Simpson Library undergoes project to free up usable space

By HOPE RACINE

As part of a four-year process, the University of Mary Washington’s Simpson Library is weeding through older books in the hopes of making more usable space for students.

The project started when Head Librarian Rosemary Arneson joined the Simpson staff.

“We were completely full and didn’t have any room for new books,” said Arneson. “The goal is to think critically about what we have, what we need and how we can improve the catalogue and space in the best way possible for students.”

The process of selecting which books to remove from the shelves is a time-consuming one, according to Arneson. Going subject by subject, the librarians ran reports on which books have not been in circulation since 1998. These books are flagged with a white slip of paper for future review. These slips can be seen in some of the books on shelves now.

“This is a good indication that the books aren’t being used widely, and how we start the process of deciding whether or not to keep them,” said Arneson.

However, being unused is not the sole requirement for getting rid of books. According the Arneson, she and the other librarians consider a variety of factors when making their decisions, such as the importance and relevance of the topic, whether the information is outdated, if the book is part of a multi-volume series or if it is cited in a standard biography.

“We have the librarian most familiar with the subject matter go through and pull books that they consider too important to remove,” said Arneson. “In addition, we won’t break up multi-volume sets.”

If the book has a particularly interesting cover or was published before 1850, then a notice is sent to the rare books collection librarian.

“We have some truly amazing old books, and in some cases the information is so out of date that the intricate covers are actually more interesting than the subject matter,” Arneson said.

By the end of the process, at least three librarians have looked at the books under consideration, as well as professors from the corresponding department.

“We ask professors to review the books because they know best what their curriculum is and where the department is going,” said Arneson.

One example Arneson cited was the large Russian literature collection that Simpson currently holds.

“We have a very in-depth and beautiful collection but currently have no Russian literature classes offered,” said Arneson. “When we get to that collection, there is a likelihood that we may remove some of the collection. We would of course keep a wide selection, but if the interest and curriculum isn’t there, we can’t afford to keep them.”

According to Arneson, some students reflexively become worried at the thought of getting rid of books.

“It’s librarian 101. If the shelves are too full, students won’t want to check anything out because they can’t find anything,” said Arneson. “The goal isn’t to get rid of books, it’s to free up space for more.”

The end goal of the project is to hopefully repurpose the space in Simpson library to accommodate more study areas and quiet zones for students looking to focus.

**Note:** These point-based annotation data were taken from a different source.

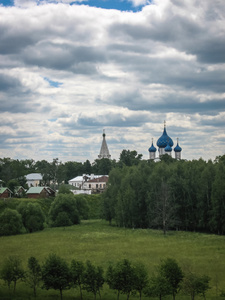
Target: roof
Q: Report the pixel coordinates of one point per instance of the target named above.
(164, 140)
(2, 190)
(103, 178)
(34, 176)
(152, 148)
(82, 178)
(17, 188)
(177, 148)
(35, 189)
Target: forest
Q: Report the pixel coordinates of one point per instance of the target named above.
(169, 194)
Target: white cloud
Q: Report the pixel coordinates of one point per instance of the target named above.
(122, 71)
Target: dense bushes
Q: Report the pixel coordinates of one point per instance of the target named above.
(10, 222)
(170, 194)
(123, 277)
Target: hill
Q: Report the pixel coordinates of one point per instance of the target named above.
(100, 243)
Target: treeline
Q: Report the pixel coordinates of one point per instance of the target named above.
(170, 194)
(123, 277)
(22, 216)
(58, 172)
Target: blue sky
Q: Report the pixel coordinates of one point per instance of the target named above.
(68, 71)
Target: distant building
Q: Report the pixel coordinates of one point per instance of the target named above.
(34, 179)
(104, 151)
(88, 184)
(5, 192)
(165, 144)
(19, 191)
(40, 192)
(96, 185)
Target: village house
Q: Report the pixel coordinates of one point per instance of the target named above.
(5, 192)
(40, 192)
(34, 179)
(96, 185)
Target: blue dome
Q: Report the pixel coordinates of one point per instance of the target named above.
(168, 148)
(164, 140)
(177, 148)
(152, 148)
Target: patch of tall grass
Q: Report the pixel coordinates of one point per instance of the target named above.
(100, 243)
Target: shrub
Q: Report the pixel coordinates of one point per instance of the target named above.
(10, 222)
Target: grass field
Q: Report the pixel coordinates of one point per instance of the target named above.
(100, 243)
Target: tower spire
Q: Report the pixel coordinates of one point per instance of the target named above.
(104, 152)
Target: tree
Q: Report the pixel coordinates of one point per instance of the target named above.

“Even though the Convergence Center is new, if I have to do a serious project I’ll go to the library,” said sophomore political science major Sara Thornton. “It’s better for focusing. At least for me, I think [the library] is better for complete focus.”

Of the 420,000 titles currently held in Simpson, approximately 10 to 1,500 books have been removed already. Since they are state property, they are sent to surplus sales in accordance with state property disposal procedures.

“I think it’s a waste of resource for us [to keep the old books],” said sophomore English major Mary-Margaret McMaken. “Its like hoarding, keeping stuff that can benefit others.”

Though Arneson said she does not foresee books going anywhere, she does anticipate the nature of the library to change.

“A lot of information and researched is published online and in articles now, and we try to make this information as accessible as possible, since this is the direction things are headed,” said Arneson. “It’s just important to remember that libraries are living organisms, not static. We’re a resource, and we’re more concerned with helping you get the information you need, and less concerned about how you get it.”